A coroner has said there were “considerable and troubling delays” in the mental health care of a 14-year-old girl who died by suicide.
It comes after an inquest into the death of Erin Tillsley, from Great Cornard, near Sudbury, who was found by her father in her room on July 14 last year and was declared dead at the scene.
Coroner Darren Stewart OBE said Norfolk and Suffolk NHS Foundation Trust (NSFT) had an “inadequate record keeping” system, however he added no failure in care or treatment made a material contribution to her death as an immediate risk could not have been foreseen.
Her family described Erin as a “bubbly, bright and loving young person who exuded warmth and charisma and a person whose company was uplifting”.
The inquest heard she was referred to NSFT on January 4 last year after an overdose on New Year’s Eve several days earlier.

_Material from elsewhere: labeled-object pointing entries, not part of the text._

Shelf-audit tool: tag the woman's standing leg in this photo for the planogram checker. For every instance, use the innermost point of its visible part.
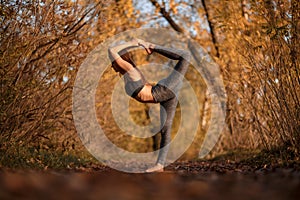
(167, 113)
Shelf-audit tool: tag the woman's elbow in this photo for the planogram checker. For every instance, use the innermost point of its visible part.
(186, 55)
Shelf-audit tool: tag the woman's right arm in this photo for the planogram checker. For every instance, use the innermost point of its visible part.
(172, 53)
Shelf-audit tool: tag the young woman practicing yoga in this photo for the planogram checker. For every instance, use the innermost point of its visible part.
(164, 92)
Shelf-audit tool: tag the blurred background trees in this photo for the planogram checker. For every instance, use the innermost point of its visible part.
(255, 43)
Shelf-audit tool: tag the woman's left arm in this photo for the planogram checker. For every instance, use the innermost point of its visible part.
(116, 57)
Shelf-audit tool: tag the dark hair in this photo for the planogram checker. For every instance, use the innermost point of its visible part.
(127, 56)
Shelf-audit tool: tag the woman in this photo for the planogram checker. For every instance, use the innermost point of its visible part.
(164, 92)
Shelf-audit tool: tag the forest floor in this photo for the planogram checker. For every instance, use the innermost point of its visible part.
(213, 179)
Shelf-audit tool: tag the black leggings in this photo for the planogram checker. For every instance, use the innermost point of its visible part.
(165, 92)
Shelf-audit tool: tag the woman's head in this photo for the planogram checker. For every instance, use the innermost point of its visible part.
(125, 55)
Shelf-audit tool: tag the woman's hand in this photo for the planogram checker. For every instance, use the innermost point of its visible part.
(147, 45)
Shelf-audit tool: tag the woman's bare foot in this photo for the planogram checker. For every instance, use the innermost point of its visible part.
(157, 168)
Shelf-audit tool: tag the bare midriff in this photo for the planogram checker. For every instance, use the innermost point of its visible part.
(145, 95)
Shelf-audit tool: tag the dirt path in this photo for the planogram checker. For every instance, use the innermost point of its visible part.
(180, 181)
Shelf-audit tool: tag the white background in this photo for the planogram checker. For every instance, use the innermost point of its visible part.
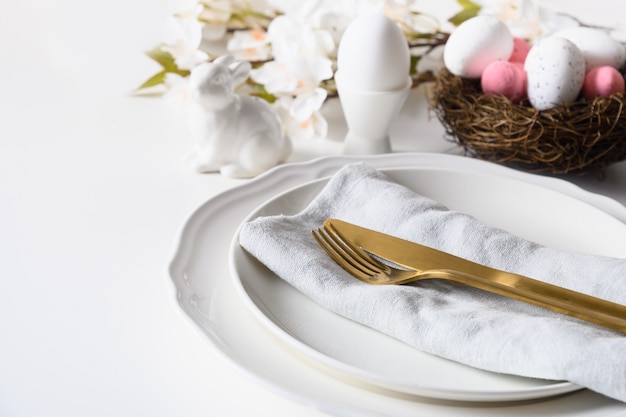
(93, 193)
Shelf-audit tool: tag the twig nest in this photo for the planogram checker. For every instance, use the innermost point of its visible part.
(556, 105)
(581, 136)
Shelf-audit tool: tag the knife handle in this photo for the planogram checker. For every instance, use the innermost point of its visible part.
(542, 294)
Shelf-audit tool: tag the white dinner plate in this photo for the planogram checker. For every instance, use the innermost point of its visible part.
(368, 356)
(206, 294)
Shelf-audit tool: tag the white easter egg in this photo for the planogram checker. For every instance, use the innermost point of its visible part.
(373, 55)
(597, 46)
(476, 43)
(555, 71)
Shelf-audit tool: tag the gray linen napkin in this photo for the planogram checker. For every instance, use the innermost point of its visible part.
(450, 320)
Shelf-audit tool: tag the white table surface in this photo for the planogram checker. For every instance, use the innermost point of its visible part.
(93, 193)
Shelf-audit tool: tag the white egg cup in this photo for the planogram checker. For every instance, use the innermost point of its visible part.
(369, 115)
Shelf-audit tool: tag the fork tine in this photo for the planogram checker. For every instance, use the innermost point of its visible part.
(356, 252)
(349, 252)
(338, 255)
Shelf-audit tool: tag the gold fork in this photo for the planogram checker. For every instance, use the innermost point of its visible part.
(354, 255)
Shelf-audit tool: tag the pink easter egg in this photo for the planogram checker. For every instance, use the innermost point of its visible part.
(602, 82)
(505, 78)
(520, 50)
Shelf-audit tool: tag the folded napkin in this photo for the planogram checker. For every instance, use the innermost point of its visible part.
(450, 320)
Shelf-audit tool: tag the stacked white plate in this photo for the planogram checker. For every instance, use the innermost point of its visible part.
(288, 343)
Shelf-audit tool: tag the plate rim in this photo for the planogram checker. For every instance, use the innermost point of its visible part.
(317, 168)
(363, 376)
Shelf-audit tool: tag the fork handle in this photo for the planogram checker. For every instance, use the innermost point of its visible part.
(542, 294)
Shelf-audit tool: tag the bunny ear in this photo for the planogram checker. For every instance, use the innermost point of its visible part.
(239, 71)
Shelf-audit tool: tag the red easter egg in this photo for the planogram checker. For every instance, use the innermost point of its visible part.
(602, 82)
(505, 78)
(520, 50)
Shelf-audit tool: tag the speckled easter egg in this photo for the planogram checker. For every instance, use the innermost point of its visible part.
(476, 43)
(597, 46)
(602, 82)
(505, 78)
(520, 50)
(555, 70)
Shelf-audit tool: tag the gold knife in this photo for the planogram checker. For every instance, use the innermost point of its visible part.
(432, 263)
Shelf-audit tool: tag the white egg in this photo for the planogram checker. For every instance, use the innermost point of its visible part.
(373, 55)
(476, 43)
(597, 46)
(555, 70)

It was not until May 5 that a member of the children and family and young person’s mental health team spoke to her and her father over the phone and made a plan for counselling support.
The court heard she did not receive any further contact from NSFT and died after a few months later.

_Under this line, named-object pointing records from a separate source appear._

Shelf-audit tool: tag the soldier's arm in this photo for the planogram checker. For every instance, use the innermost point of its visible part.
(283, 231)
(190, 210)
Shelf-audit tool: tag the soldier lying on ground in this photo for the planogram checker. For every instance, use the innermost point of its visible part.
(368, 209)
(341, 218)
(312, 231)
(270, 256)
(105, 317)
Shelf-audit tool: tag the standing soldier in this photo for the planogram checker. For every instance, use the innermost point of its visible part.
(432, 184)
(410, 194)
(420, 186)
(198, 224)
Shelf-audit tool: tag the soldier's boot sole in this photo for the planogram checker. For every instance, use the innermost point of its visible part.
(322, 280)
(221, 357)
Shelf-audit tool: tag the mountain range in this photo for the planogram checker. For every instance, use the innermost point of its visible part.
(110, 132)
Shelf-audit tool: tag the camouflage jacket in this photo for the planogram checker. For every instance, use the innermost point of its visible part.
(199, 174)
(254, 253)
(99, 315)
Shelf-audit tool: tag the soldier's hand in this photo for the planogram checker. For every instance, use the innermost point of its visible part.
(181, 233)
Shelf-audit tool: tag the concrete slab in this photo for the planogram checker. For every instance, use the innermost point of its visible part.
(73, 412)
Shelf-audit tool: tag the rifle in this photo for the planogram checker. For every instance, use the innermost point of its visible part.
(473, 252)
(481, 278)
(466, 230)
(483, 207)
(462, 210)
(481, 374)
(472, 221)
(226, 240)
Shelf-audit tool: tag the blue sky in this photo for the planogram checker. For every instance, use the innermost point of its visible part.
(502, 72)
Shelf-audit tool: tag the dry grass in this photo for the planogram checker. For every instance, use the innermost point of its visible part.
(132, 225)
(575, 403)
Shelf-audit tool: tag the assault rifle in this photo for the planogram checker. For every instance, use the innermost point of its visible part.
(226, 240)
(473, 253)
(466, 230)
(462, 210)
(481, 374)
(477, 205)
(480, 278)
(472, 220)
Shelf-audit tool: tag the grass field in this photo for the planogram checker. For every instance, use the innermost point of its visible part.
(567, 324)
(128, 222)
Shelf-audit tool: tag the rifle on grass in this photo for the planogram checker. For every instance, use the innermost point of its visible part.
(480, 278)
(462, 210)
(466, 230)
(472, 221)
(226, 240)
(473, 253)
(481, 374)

Mr Stewart said after the overdose Erin was at first only referred to a school nurse as the overdose was deemed accidental.
However, Mr Stewart said he was not convinced of this judgement because of other self-harming behaviour and asked the Trust to provide evidence to explain how guidelines around self-harm are being implemented.
The court heard there had been a decline in Erin’s mental health since 2022 and around the time of her death she had been staying at home instead of going to school despite efforts to get her in by both parents and teachers.
A police investigation ruled out bullying as having any influence and her father said there “was no particular reason” why she began avoiding school other than her self-diagnosed anxiety and depression.
Mr Stewart concluded Erin died by suicide.